It is hard to believe that we've gotten to the twentieth of these newsletters. That also means that we're very quickly approaching the finish line for this sprint. We only have a bit more than five more weeks to go before Firefox 57 merges to beta. It may be a good time to start to think more carefully about what we pay attention to in the remaining time, both in terms of the risk of patches landing, and the opportunity cost of what we decide to put off until 58 and the releases after.
We still have a large number of triaged bugs that are available for someone to pick up and work on. If you have some spare cycles, we really would appreciate if you consider picking one or two bugs from this list and working on them. They span many different areas of the codebase so finding something in your area of interest and expertise should hopefully be simple. Quantum Flow isn't the kind of project that requires fixing every single one of these bugs to be finished successfully, but at the same time big performance improvements often consist of many small parts, so the cumulative impact of a few additional fixes can make a big impact.
It is worth mentioning that lately while lurking on various tech news and blog sites where Nightly users comment, I have seen quite a few positive comments about Nightly performance from users. It's easy to get lost in the details of the work involved in getting rid of synchronous IPCs, synchronous layout/style flushes, unnecessary memory allocations, hashtable lookups, improving data locality, JavaScript JIT performance, making sure code gets inlined better, ship a new CSS engine, etc. etc. but it is reassuring to see people take notice. :-)
Moving on to mention one point about Speedometer charts on AWFY which I have gotten a few questions about recently. We now have Speedometer benchmark numbers on Firefox Beta on the reference hardware reported in addition to inbound optimized and PGO builds. You may notice that the benchmark score numbers we are getting on Beta are around the same as Nightly (which swings around 83-84 these days). This doesn't mean that we haven't made any improvements on Nightly since the last Beta merge! We have some Nightly only telemetry code and some features that are only enabled on the Nightly channel, and those add a bit of overhead, which causes us to see a bit of an improvement after an uplift from mozilla-central to mozilla-beta without any code changes. This means that when the current code on Nightly gets merged to Beta 57, we should expect a bit of an improvement similarly.
And now let me take a moment to acknowledge the work of some of those who helped make Firefox faster last week. I hope I'm not dropping anyone's name mistakenly.
- Perry Jiang made _shouldCapture() run off of the idle queue and do nothing for about: pages. Perry also made it so that we don’t unnecessarily load the autoscroll PNG when opening a new window.

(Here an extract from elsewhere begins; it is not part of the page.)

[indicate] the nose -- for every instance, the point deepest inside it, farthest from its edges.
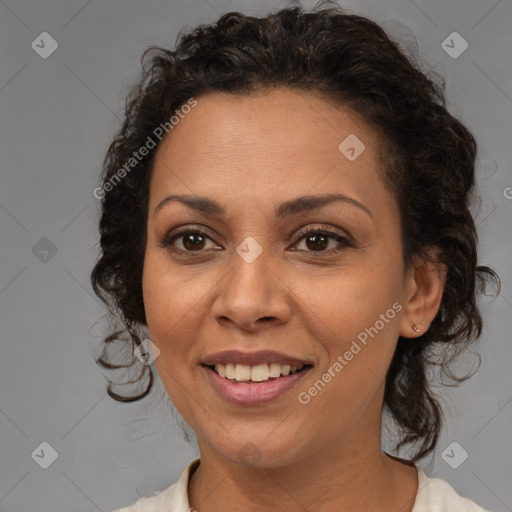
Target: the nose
(252, 296)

- Kris Maglione fixed a recent regression causing extremely poor performance with extensions which have scripts creating large numbers of message listeners which never call their response callbacks. He also made code that registers a lot of lazy module and service getters use loops to make such code easier to optimize by SpiderMonkey JIT. He furthermore switched away from using FileUtils.getFile() which does main-thread I/O to check for the respective directory exists. Kris also made us not create the IndexedDB bindings in sandboxes since they’re never used and avoided adding the caller location to the sandbox name if an explicit name if provided by the caller.

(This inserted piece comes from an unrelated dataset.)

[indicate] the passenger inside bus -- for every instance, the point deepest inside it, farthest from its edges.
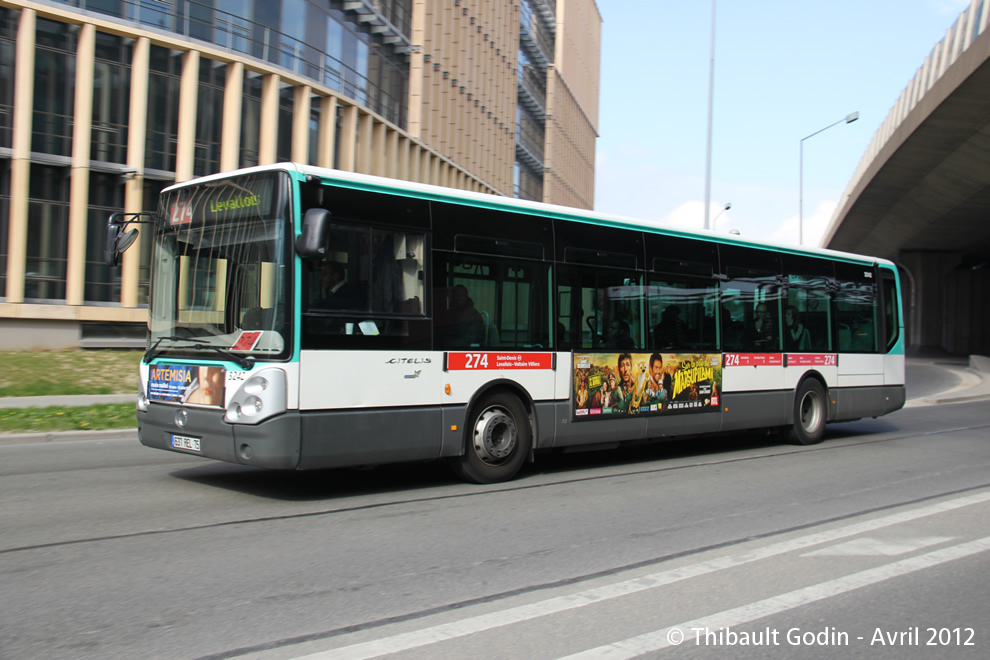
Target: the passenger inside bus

- Jan de Mooij added a megamorphic SetElement stub. He also optimized ToPropertyKey a bit.
- Nicolas B. Pierron optimized the LIRGenerator/CodeGenerator snapshot code.

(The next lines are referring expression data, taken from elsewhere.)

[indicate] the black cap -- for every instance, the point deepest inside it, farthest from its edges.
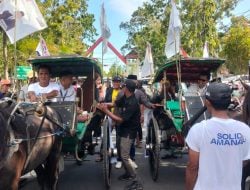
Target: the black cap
(132, 77)
(117, 78)
(130, 85)
(218, 92)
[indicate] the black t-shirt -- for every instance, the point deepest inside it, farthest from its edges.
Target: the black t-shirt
(130, 113)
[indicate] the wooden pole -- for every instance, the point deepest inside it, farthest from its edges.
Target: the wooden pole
(5, 56)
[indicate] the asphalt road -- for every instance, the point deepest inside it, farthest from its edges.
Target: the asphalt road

- André Bargull removed some unnecessary allocations and rooting in the RegExp code. He also moved Array.prototype.sort entry point to self-hosted JS code in order to avoid frequent C++ to JS calls when sorting an array with a comparator argument present.
- Zibi Braniecki got rid of expensive per-option element styling that we used to have for select boxes in e10s mode.
- Adam Gashlin made us use a low priority timer for Places expiration.
- Henri Sivonen made the HTML parser atomize class attribute values for the class of single class values when parsing innerHTML strings. This speeds up parsing HTML strings used in innerHTML setters that have class=”foo” attributes.
- Ting-Yu Chou ensured that we calculate the spill weight of a range's uses when we add to or remove from it, as opposed to the cache unfriendly iteration over the range's uses to calculate this information when needed.
- Mason Chang got rid of some graphics overhead that we had accidentally accumulated on the hidden window on macOS.
- Edouard Oger ensured that the sync-illustration SVG is not loaded until it’s needed.
- Jonathan Watt avoided some hashtable lookups in undisplayed maps for elements without display:none or display:contents children.
- Blake Kaplan avoided some unneeded sync IPC for performing URI fix-up by creating a URI object explicitly in the content process.
- Jonathan Kew avoided some memory allocation churn in gfxFont::GetRoundOffsetsToPixels().